キャッシュフロークワドラントを簡単に説明すると、まず、ビジネスパーソンを4つに分類します。その4つとは、E:会社の従業員、S:個人事業主・小規模の会社の経営者、B:ビジネスオーナー、I:投資家、です。そして、キヨサキさんは、お金持ちになるには、I:投資家になればよいが、いきなりI:投資家になることはできないので、いったん、B:ビジネスオーナーになるという過程をとるべきと述べておられます。
ちなみに、小島さんは、株式などの短期売買をする人を、キヨサキさんのいう投資家と勘違いしていたり、会社の従業員や自営業者の方が、いきなり投資家になれると考えていたりする人がいるが、それは、本を熟読しておらず、誤解していると指摘しておられます。私も、小島さんのご指摘はその通りだと思いますし、そのように考えている人にも、しばしば会うことがあります。
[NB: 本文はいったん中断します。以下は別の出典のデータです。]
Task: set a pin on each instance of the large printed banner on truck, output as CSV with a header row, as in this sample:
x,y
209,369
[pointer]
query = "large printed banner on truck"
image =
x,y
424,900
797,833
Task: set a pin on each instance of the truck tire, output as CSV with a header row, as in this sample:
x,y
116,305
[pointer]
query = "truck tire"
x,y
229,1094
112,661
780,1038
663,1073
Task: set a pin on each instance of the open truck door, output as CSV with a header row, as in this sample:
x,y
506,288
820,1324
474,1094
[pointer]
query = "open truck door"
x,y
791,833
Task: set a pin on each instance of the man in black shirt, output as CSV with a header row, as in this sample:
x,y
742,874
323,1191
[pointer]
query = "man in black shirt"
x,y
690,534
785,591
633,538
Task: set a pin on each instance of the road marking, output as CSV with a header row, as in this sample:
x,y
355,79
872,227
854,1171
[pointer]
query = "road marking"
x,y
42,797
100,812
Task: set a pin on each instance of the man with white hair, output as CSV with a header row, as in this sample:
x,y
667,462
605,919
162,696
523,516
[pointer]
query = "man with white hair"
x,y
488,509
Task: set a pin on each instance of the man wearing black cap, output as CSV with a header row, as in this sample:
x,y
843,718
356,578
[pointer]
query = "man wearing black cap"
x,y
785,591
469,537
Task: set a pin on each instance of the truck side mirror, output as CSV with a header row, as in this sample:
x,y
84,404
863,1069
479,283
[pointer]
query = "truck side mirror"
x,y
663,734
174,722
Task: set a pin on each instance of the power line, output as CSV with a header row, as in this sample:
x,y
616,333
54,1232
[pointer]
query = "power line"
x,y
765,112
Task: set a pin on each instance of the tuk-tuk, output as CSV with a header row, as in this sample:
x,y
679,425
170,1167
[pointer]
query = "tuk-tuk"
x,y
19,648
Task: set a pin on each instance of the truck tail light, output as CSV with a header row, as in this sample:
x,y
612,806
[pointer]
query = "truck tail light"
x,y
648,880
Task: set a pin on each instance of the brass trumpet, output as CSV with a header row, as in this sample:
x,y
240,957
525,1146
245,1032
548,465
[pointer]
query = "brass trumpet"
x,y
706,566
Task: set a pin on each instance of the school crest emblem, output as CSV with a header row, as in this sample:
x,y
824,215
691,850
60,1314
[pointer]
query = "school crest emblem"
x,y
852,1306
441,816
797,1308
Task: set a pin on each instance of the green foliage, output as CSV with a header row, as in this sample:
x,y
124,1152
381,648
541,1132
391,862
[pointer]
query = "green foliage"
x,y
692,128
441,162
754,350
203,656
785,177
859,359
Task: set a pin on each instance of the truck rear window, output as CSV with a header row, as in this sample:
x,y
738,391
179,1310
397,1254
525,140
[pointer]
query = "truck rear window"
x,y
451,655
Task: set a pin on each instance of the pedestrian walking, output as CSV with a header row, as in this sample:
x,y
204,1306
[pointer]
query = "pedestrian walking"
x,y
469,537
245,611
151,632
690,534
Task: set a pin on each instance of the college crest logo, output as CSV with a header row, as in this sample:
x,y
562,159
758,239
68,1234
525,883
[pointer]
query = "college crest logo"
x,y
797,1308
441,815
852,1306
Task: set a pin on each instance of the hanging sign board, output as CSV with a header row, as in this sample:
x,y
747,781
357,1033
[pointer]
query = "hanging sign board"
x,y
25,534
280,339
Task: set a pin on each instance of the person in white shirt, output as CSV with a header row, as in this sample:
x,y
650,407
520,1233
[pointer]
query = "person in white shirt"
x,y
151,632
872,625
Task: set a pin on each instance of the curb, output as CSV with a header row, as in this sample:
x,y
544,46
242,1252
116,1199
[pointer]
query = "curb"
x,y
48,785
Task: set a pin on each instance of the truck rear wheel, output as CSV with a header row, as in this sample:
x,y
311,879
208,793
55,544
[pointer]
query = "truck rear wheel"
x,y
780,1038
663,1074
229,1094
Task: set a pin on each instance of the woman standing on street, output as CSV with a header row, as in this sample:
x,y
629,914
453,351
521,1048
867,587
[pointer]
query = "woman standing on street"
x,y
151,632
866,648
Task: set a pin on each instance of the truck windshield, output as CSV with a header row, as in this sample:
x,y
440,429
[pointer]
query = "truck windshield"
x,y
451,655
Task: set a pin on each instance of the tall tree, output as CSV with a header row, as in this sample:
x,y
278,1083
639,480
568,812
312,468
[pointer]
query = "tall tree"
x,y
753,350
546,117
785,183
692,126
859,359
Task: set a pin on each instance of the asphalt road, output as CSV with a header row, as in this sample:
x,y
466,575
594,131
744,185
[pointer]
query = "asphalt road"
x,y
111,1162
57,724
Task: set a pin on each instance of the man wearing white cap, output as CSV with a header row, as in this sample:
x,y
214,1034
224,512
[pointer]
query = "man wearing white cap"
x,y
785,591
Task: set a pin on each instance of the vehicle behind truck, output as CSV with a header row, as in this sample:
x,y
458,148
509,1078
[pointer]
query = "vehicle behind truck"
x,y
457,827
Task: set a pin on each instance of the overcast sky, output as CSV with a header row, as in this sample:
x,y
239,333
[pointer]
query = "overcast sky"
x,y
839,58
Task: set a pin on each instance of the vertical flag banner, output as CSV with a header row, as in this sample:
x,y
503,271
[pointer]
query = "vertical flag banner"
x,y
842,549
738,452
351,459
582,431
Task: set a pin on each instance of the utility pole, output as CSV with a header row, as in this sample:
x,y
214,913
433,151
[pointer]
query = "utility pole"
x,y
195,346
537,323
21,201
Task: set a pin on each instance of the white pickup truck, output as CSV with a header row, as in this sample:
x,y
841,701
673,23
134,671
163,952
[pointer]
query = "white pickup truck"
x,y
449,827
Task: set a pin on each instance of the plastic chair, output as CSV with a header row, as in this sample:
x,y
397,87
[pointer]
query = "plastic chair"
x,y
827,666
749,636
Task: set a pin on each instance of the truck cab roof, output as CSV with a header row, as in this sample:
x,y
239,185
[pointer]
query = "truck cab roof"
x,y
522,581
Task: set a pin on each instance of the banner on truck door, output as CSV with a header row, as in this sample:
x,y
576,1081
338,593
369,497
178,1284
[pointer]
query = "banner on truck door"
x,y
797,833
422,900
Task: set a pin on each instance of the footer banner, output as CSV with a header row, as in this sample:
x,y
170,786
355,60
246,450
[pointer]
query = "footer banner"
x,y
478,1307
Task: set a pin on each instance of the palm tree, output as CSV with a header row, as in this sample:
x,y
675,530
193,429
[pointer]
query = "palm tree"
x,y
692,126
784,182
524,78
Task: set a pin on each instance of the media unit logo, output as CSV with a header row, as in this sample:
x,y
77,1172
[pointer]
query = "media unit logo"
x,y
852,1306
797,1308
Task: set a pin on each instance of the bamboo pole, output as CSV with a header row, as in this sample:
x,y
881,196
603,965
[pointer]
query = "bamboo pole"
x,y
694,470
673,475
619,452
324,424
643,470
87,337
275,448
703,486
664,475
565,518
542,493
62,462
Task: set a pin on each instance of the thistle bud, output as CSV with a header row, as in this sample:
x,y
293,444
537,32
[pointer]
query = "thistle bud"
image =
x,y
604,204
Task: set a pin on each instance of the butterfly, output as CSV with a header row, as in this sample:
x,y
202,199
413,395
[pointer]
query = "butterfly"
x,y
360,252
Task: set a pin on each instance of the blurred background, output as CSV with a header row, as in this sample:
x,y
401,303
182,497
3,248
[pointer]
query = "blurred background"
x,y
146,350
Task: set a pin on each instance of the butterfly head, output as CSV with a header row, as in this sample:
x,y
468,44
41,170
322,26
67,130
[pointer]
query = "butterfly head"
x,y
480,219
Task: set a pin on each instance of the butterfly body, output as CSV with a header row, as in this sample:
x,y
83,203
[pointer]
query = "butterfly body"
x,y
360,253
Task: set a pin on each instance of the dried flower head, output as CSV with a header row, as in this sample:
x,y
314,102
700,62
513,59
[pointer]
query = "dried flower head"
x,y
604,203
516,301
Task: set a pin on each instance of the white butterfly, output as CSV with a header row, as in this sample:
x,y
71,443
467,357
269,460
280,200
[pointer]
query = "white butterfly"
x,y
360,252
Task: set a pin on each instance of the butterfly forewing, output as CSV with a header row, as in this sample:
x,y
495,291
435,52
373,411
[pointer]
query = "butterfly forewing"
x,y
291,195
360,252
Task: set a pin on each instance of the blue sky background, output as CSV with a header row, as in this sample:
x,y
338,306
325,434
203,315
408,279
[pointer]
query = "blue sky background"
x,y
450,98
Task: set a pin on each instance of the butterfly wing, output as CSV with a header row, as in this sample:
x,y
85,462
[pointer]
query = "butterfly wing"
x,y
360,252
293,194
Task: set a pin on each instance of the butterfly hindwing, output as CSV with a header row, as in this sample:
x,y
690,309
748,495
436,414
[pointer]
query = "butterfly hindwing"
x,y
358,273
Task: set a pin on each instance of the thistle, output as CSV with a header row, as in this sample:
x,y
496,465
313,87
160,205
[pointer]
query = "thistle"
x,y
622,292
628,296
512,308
では、なぜ、誤解してしまう人が多いのかという理由について考えてみたのですが、誤解してしまう人は、キヨサキさんのいうビジネスオーナーや投資家について、なかなかイメージできないからだと、私は考えています。というのは、自営業・小規模の会社の経営者とビジネスオーナーの違いは、自らが事業にたずさわるかどうかということです。ビジネスオーナーは、自らが事業にはかかわらず、ビジネスの仕組みづくり(=管理業務)に徹する人です。
でも、これは感覚的に理解していただけると思いますが、自らは事業にかかわらずに会社を経営することは、実際にはなかなか難しいようです。その理由はいくつもあると思いますが、最大のものは、「リーダーとは、先頭に立って、部下たちを引っ張っていく役割」というイメージが、まだまだ強いからではないかと思います。
でも、21世紀に求められる経営者は、調整役の役割を強く求められるようになってきています。そこで、キヨサキさんのいう投資家を目指したいと考える方は、ビジネスオーナーとはどういう役割を担う人なのかということから理解すべきと、私は考えています。